Link to the article.
From the get go I’ve run in a difficulty since process described in the article didn’t seem to produce result. Specifically, in the article authors say that running
gcloud_install() should install CloudML SDK on the computer. However, that didn’t happen. I kept getting
Error in gcloud_binary() : failed to find 'gcloud' binary error and nothing happened. To solve it, I’ve followed instructions in this article directly from Google.
After that, running
gcloud_init() did work and I’ve managed to authenticate with Google account.
Training with CloudML
First step is, of course, omitted, but in fact one needs to set up the access to CloudML API’s in order for any job to be created. For that, in the console for the project you need to go to the tab “API and Services” on the left, then click on “Enable APIS and Services” at the top. There, you need to enable “Google Cloud Machine Learning Engine” by typing the name in the search bar and clicking on “Enable” of the page for this API.

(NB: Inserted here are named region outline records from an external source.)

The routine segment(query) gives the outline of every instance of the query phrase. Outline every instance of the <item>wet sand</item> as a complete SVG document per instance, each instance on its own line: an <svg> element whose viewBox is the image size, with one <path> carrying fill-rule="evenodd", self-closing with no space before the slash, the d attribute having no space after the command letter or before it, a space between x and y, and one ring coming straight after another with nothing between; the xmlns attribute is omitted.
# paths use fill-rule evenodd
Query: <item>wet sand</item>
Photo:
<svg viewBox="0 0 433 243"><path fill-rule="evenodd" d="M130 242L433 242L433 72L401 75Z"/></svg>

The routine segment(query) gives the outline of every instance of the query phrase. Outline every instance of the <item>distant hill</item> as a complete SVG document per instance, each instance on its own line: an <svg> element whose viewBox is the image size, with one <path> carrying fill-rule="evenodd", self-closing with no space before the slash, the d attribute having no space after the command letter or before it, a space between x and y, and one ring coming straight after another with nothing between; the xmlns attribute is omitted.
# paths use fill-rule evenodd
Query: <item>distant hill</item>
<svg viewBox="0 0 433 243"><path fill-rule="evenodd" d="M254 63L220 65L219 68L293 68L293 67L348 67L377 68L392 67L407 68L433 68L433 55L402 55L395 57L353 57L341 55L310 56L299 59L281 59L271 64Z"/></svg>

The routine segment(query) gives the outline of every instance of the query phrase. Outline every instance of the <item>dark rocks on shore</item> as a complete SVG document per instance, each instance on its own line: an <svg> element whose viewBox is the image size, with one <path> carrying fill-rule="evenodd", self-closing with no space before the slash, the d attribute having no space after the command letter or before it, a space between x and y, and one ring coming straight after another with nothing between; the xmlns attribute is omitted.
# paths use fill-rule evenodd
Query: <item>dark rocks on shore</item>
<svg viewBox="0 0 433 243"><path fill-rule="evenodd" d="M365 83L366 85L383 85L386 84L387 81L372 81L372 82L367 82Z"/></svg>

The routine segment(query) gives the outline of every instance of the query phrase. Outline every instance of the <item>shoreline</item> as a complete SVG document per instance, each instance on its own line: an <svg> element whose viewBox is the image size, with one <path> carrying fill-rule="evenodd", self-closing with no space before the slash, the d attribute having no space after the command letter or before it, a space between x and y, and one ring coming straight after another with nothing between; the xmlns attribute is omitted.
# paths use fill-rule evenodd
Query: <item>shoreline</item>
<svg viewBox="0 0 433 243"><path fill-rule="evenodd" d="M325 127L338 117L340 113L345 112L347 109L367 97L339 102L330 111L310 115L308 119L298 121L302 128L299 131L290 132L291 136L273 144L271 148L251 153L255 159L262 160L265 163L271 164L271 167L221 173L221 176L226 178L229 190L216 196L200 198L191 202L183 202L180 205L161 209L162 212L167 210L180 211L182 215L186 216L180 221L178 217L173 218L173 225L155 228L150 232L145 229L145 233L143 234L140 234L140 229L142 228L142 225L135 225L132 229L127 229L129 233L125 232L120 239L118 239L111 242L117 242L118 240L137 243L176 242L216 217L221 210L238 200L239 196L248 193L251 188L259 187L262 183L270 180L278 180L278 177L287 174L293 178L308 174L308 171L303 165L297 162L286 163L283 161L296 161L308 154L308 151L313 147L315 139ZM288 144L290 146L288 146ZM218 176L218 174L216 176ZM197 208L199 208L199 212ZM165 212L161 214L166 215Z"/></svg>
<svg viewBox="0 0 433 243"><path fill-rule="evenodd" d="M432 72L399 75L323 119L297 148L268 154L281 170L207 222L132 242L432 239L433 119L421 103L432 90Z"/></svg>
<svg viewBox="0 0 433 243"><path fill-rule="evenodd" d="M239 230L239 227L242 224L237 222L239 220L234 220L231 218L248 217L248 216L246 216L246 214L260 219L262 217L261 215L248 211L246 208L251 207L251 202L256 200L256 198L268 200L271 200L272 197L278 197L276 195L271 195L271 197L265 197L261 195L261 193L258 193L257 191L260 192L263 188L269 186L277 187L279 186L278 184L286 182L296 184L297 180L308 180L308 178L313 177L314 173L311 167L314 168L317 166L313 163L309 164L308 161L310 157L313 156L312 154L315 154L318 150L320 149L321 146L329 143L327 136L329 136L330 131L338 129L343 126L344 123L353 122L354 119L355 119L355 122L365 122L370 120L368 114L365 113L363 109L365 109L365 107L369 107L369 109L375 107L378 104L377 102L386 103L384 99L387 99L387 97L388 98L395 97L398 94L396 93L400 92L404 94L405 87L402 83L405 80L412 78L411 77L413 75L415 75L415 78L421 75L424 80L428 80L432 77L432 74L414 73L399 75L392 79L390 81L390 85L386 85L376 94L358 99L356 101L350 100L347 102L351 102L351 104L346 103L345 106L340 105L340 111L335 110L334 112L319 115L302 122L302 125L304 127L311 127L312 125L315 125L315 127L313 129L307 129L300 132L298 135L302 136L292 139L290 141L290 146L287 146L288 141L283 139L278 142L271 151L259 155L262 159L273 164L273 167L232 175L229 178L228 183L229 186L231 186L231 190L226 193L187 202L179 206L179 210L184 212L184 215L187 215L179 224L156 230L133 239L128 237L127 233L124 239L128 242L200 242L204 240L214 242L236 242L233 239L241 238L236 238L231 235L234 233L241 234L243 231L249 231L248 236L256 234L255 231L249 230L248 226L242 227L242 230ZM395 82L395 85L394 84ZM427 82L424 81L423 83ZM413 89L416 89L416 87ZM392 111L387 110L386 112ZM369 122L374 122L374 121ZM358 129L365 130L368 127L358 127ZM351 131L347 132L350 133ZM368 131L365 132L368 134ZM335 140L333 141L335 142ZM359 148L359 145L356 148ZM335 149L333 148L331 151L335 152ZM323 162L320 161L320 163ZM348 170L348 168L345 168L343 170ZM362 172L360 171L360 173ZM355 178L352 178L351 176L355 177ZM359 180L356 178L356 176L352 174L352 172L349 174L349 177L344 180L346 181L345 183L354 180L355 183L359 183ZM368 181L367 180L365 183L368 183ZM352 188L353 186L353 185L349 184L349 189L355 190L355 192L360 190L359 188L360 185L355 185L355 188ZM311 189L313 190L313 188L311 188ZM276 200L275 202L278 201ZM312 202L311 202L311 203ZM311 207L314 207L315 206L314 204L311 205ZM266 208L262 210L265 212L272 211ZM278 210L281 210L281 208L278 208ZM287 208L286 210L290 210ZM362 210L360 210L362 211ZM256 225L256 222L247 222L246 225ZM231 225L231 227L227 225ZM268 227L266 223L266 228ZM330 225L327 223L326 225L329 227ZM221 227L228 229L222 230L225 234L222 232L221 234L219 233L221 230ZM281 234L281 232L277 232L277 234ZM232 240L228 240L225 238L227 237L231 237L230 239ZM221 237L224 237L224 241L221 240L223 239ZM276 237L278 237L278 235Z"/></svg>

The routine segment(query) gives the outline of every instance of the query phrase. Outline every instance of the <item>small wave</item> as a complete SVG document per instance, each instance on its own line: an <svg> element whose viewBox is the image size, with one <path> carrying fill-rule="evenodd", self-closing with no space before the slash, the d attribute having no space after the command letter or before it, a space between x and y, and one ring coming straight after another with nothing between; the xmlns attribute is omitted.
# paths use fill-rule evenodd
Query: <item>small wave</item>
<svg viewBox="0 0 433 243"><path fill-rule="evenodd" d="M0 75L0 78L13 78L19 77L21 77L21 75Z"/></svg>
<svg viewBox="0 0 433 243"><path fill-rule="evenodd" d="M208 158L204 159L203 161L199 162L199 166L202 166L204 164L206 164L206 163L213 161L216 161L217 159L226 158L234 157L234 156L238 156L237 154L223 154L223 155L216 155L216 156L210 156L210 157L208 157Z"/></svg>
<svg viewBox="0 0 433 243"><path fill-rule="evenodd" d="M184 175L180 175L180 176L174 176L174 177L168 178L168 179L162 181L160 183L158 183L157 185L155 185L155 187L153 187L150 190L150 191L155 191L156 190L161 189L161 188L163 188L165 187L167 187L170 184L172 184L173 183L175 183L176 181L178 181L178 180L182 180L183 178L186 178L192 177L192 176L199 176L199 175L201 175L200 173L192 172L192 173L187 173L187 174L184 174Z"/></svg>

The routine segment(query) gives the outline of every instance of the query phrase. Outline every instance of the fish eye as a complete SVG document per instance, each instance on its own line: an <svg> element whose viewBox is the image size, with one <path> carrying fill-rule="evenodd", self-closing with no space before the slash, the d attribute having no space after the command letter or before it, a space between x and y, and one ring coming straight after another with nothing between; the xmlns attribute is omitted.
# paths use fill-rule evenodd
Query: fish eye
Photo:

Once this is set up, I’ve also used the example that RStudio provides at the GitHub for the package (MNIST example). You need to save this script at the root of the working directory. The easiest way to do it is to start the new project and work there.
First time you run anything in the new project will take a while since there is a lot of packages being compiled at the background. After that it should go much faster (for me it took around 10 minutes to prepare everything). The process can be monitored with
job_status() function, but also from RStudio console directly (if you choose the option to do so).
First thing is to decide which script to use. I’ve found one example in the same directory as previous example. Specifically, here.
One thing that probably changed from the last time article above was updated, is that now it is mandatory to specify number of parallel trials (field
maxParallelTrials for Keras). Without it, Google will error out and not run the job. That is odd since official documentation specifies this field as optional with default value of 1 (you can see it here).
The final version of
tuning.yml I’ve used is:
trainingInput: scaleTier: CUSTOM masterType: standard_gpu hyperparameters: goal: MAXIMIZE hyperparameterMetricTag: val_acc maxTrials: 4 maxParallelTrials: 1 params: - parameterName: dropout1 type: DOUBLE minValue: 0.2 maxValue: 0.6 scaleType: UNIT_LINEAR_SCALE
I didn’t find any issue with the rest of the article.
Google Cloud Storage
For now, it’s not that interesting to follow the steps in the article. It doesn’t look like anything should go wrong (famous last words, I know :)).
Final article in tutorial series is about how to deploy models to Google Cloud. If you’ve followed the steps above then you’ll have couple of models that are ready to be deployed already (e.g., MNIST example saves models). Then deploying can be done from a local folder by specifying folder where model is saved.
I didn’t have any issues with deploying the model as it was described in the article. I did have a problem with getting the image out of MNIST dataset (in the article it is
mnist_image <- keras::dataset_mnist()$train$x[1,,]). At least for me, this command fails with
object of type 'environment' is not subsettable, so I don’t know if prediction works or not, but I think it should work anyways.
Working with Google Cloud via
cloudml didn’t present serious issues. There are few kinks here and there, but overall I didn’t find anything out of the ordinary. Next step is to try to go beyond tutorial examples and actually use this infrastructure on a more challenging project.